Posted: Thu Jul 26, 2007 7:23 am
by abhilashnair
chulett wrote:Is the job actually running when you check from the O/S?

Code: Select all

ps -ef |grep phantom |grep -v grep
Does that show any processes that you recognize as coming from your job in question?
Yes. The command shows processes related to this job.

Posted: Thu Jul 26, 2007 7:58 am
by chulett
Does the job respond to a 'Stop' request? I'm not sure, off the top of my head, what would cause a job that allegedly only uses 'seq files and hash files' to hang like that. You might want to expand on what your exact job design is to see if there is any issue there...

Posted: Thu Jul 26, 2007 8:23 am
by abhilashnair
The job does respond to Stop request as well as reset request. I tried stopping it, then resetting it and then restarted it. Still the same thing.

Regarding the structure, the job reads records from a seq file..Does a lookup and couple of transformations. Then writes the output to another set of seq files.
The job has not been changed for quite some time now. In fact it ran well 0n 07/24. The issue started yesterday i.e 07/25.

Posted: Thu Jul 26, 2007 9:07 am
by chulett
Then you need to ascertain what changed yesterday. If not the job iteself, then what in the job's environment? Obviously, something did - the hard part can be figuring out what.

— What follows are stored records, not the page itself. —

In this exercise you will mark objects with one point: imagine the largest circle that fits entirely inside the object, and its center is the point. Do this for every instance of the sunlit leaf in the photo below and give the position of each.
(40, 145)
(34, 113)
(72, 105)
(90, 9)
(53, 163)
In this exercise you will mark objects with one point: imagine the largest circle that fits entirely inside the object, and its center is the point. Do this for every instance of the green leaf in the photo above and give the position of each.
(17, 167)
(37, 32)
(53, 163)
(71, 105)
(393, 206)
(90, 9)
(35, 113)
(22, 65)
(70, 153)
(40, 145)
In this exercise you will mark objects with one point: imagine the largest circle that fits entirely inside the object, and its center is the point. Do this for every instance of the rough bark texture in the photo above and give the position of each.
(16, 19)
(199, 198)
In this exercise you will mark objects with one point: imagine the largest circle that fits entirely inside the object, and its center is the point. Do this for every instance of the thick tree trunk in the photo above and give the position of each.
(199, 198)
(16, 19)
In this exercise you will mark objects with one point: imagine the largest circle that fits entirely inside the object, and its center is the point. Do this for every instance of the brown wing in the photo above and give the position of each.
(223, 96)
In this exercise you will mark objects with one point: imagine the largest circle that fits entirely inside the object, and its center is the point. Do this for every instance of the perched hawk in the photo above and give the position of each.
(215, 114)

Another thing could be the data. Is there anything 'unusual' (whatever that means) about that day's data? Especially looking around the record count that matches where it gets 'stuck'?

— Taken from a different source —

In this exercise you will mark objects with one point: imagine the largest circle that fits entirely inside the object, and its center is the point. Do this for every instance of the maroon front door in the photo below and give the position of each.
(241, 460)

Posted: Thu Jul 26, 2007 9:12 am
by abhilashnair
chulett wrote:Then you need to ascertain what changed yesterday. If not the job iteself, then what in the job's environment? Obviously, something did - the hard part can be figuring out what.

Another thing could be the data. Is there anything 'unusual' (whatever that means) about that day's data? Especially looking around the record count that matches where it gets 'stuck'?
The job has not changed yesterday.

No rows are being read from the i/p file...the link is in running state..it shows blue color...but the statistics show 0rows,0 rows/sec. But the file is fine...I can view data also

Posted: Thu Jul 26, 2007 10:50 am
by Krazykoolrohit
reset the job and clear the status file (using director).

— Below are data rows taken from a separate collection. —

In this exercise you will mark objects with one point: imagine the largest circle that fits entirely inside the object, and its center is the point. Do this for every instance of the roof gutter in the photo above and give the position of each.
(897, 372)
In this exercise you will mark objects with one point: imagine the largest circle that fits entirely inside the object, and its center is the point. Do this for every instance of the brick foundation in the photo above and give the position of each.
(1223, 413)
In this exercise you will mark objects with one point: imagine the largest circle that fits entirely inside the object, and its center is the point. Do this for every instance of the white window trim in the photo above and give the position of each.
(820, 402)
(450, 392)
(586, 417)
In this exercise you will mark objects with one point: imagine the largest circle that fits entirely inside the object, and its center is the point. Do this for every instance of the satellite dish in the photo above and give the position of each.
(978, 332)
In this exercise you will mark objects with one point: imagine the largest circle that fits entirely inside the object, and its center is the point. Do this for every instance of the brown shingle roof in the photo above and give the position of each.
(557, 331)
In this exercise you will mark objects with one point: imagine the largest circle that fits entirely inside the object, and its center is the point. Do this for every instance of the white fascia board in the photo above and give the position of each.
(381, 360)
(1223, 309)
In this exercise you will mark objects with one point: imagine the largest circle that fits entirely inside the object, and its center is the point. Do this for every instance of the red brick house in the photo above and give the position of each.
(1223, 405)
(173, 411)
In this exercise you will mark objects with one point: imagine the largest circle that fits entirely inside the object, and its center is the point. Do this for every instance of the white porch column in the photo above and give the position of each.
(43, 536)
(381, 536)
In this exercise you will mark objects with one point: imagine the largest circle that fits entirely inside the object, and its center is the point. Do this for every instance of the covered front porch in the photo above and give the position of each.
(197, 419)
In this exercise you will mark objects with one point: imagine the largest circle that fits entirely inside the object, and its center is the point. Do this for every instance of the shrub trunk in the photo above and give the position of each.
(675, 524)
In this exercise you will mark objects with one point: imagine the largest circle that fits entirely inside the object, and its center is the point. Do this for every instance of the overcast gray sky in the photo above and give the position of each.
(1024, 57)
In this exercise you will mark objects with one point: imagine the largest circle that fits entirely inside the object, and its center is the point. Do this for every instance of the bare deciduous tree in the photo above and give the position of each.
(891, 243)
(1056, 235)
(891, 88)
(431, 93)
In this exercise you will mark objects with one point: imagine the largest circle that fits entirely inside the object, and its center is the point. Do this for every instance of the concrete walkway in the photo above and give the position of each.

Posted: Thu Jul 26, 2007 11:17 am
by abhilashnair
That was the first thing I did. :o

Re: Job in Running State

Posted: Thu Jul 26, 2007 1:47 pm
by ray.wurlod
abhilashnair wrote:We have a server job which runs daily. Normally it takes approx 7 minutes to complete. But the yesterdays run of this job is still in running state. No warnings whatsoever. We are not accessing any Databases. Only seq files and hash files. All the files required are in place and have the proper rights. We are able to view data as well thru designer. But the job wont move ahead. please reply
What has changed?

"Nothing" is not the correct answer. Track it down.

Re: Job in Running State

Posted: Thu Jul 26, 2007 6:38 pm
by kausikMitra
abhilashnair wrote:We have a server job which runs daily. Normally it takes approx 7 minutes to complete. But the yesterdays run of this job is still in running state. No warnings whatsoever. We are not accessing any Databases. Only seq files and hash files. All the files required are in place and have the proper rights. We are able to view data as well thru designer. But the job wont move ahead. please reply
Abhilash
May be I am wrong..can u pls check the area where the user is going to create the hash file has write access. Did you earlier run the job using the same user or different user. if yes, are they belong to same group, enjoying same privs. Abhilash, you have to be careful while using hash files, if used properly will give you good performance or the reverse.How you are creating the hash file, is it a full refresh? are you deleting the file before creating. if yes then pls dont select the "clear before writing" in Update option, what is the value you have set for caching attribute? what is the groupsize?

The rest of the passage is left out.